Menteri Koordinator bidang Perekonomian Hatta Rajasa mengatakan, pemerintah akan mendorong otomotif agar tidak gunakan oktan rendah, karena dianggap tidak efisien. Akan tetapi, Hatta menegaskan, kebijakan ini tidak akan dilakukan dalam waktu dekat.
"Kita tidak bisa menghentikan roda dua sebelum menyediakan mass transport," jelas Hatta kala ditemui di Gedung DPR, Senayan, Jakarta, Kamis (15/9/2011).

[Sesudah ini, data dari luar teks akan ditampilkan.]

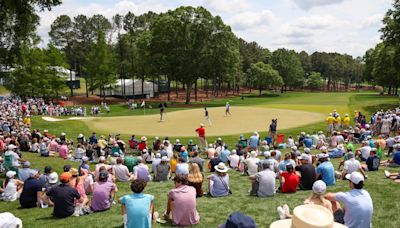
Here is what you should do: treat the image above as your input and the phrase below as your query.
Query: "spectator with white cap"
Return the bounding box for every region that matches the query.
[19,169,43,208]
[244,150,260,176]
[341,152,366,180]
[295,154,317,190]
[151,153,161,173]
[228,150,240,169]
[249,160,276,197]
[277,180,333,219]
[0,170,24,201]
[317,153,336,186]
[18,161,31,181]
[325,172,374,228]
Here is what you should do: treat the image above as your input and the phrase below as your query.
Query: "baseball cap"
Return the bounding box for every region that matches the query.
[29,169,39,177]
[99,171,108,179]
[63,165,71,172]
[22,161,31,168]
[312,180,326,195]
[49,172,58,184]
[346,172,364,184]
[219,211,257,228]
[6,170,17,179]
[60,172,72,183]
[298,153,308,160]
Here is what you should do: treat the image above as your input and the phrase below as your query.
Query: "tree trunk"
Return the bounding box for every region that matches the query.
[69,69,74,97]
[167,77,171,101]
[194,80,197,101]
[185,83,192,104]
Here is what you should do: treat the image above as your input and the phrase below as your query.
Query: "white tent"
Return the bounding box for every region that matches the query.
[106,79,158,97]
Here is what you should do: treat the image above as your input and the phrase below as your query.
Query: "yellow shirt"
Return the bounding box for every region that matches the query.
[326,116,335,124]
[22,117,31,124]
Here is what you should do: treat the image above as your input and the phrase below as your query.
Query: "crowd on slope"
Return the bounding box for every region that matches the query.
[0,99,400,227]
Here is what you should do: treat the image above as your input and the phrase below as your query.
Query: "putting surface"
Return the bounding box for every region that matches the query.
[65,107,325,137]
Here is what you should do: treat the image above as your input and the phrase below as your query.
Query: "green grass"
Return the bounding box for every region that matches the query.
[0,93,400,228]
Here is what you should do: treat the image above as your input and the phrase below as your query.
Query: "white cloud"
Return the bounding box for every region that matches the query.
[291,0,344,10]
[228,10,275,31]
[359,14,383,29]
[203,0,250,13]
[294,15,339,30]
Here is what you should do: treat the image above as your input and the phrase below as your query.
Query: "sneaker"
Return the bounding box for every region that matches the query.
[276,206,286,220]
[282,204,290,218]
[383,170,390,178]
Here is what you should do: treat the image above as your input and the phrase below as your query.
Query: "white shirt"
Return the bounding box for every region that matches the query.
[245,158,260,176]
[360,146,371,159]
[343,158,361,174]
[228,154,239,168]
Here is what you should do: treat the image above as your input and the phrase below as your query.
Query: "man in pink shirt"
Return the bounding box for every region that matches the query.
[58,142,68,159]
[164,174,200,226]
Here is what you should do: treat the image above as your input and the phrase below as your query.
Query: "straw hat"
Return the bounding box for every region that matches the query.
[270,204,346,228]
[214,162,228,173]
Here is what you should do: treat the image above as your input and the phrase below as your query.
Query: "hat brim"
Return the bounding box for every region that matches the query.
[269,219,347,228]
[214,165,228,173]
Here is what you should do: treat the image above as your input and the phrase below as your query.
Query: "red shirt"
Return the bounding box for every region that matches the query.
[196,127,206,137]
[281,172,300,193]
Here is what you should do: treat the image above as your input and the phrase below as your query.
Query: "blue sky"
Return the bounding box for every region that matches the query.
[38,0,392,57]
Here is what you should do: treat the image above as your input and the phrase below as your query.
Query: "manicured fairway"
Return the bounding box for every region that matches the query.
[44,107,324,137]
[0,93,400,228]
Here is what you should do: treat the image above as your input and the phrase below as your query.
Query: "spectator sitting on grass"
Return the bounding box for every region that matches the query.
[119,179,154,228]
[249,160,276,197]
[164,175,200,226]
[207,162,230,197]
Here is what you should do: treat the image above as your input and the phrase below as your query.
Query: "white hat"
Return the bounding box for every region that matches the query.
[214,162,228,173]
[29,169,39,177]
[6,170,17,179]
[298,154,308,161]
[264,151,271,158]
[312,180,326,195]
[49,172,58,184]
[346,172,364,184]
[7,144,17,150]
[269,204,347,228]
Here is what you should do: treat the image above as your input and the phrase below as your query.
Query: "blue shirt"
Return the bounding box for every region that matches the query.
[175,163,189,175]
[303,138,312,148]
[181,151,189,162]
[278,159,296,171]
[336,189,374,228]
[18,168,31,182]
[249,135,259,148]
[317,161,336,186]
[219,149,231,163]
[121,193,154,228]
[393,151,400,165]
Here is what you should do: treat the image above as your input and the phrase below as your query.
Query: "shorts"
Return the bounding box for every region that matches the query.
[333,209,344,224]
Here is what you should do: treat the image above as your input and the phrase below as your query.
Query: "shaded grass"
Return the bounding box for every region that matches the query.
[5,93,400,228]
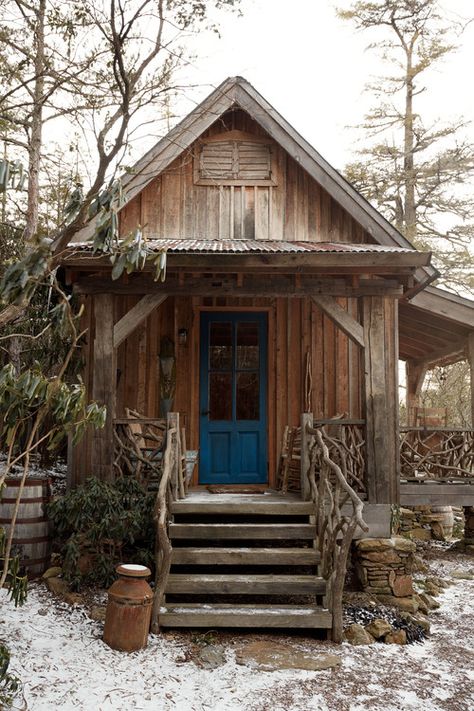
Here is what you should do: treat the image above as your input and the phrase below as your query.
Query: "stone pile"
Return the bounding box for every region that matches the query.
[399,506,453,541]
[355,536,416,612]
[464,506,474,550]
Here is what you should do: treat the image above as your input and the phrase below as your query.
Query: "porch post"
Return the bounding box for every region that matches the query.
[405,360,427,426]
[362,296,400,504]
[91,294,117,481]
[467,331,474,429]
[300,412,313,501]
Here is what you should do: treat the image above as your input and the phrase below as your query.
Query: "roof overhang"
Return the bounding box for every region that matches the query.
[399,287,474,368]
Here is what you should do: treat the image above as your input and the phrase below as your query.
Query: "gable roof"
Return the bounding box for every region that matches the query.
[69,77,438,284]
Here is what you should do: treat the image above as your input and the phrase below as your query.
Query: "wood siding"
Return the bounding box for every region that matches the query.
[72,296,362,484]
[120,110,373,243]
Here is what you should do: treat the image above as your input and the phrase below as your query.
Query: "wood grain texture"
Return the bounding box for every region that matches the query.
[363,297,400,504]
[115,111,378,242]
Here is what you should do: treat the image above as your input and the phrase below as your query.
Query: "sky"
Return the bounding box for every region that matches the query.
[175,0,474,169]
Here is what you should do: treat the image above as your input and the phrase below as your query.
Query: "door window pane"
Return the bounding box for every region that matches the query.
[236,372,260,420]
[209,321,232,370]
[209,373,232,420]
[237,321,259,370]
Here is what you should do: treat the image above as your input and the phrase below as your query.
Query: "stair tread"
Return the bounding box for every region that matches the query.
[169,523,316,539]
[168,573,323,582]
[159,603,332,629]
[166,573,326,595]
[171,546,321,565]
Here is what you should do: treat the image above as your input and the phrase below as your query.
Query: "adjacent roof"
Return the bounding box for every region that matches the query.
[399,287,474,366]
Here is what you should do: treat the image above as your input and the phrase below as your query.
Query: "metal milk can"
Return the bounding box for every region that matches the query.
[103,563,153,652]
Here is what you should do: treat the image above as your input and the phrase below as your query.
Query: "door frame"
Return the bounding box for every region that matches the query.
[193,305,270,489]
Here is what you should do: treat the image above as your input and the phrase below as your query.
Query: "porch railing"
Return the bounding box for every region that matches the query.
[400,427,474,481]
[301,414,369,642]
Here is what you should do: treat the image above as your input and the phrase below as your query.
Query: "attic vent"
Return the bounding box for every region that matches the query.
[195,141,275,185]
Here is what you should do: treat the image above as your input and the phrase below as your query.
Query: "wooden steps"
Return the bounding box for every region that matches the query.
[160,603,332,629]
[169,523,316,540]
[171,547,320,565]
[166,573,326,595]
[159,491,332,629]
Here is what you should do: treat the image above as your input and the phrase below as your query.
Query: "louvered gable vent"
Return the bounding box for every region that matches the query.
[196,141,274,185]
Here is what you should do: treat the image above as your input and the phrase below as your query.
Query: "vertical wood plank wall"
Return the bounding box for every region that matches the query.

Maksud Hatta adalah, pemerintah harus menyelesaikan konteks desain industri dan transportasi massal, yang masuk pada roadmap. "Transportasi bandara kereta. Saya sampaikan doubel track seluruh Jawa pada 2014, circle line pada 2014, dan kereta api bandara pada 2014. Ini semua mengurangi beban transportasi," Hatta menjelaskan.
Seperti diberitakan sebelumnya, Direktur Utama Pertamina Karen Agustiawan mengatakan BBM bersubsidi akan melampaui kuota APBN-P 2011, disebabkan adanya pertumbuhan realisasi konsumsi lima tahun terakhir untuk premium.
Selain itu, menurut Karen, rata-rata pertumbuhan kendaraan mencapai 14,73 persen per tahun (dari tahun 2000-2009) dengan pertumbuhan kendaraan roda dua tercatat paling signifikan.
"Tahun 2009 terhadap 2008, mobil penumpang tumbuh sebesar 5,1 persen, Bus tumbuh 5,7 persen, Truk 0,8 persen, Sepeda Motor 10 persen," jelas Karen.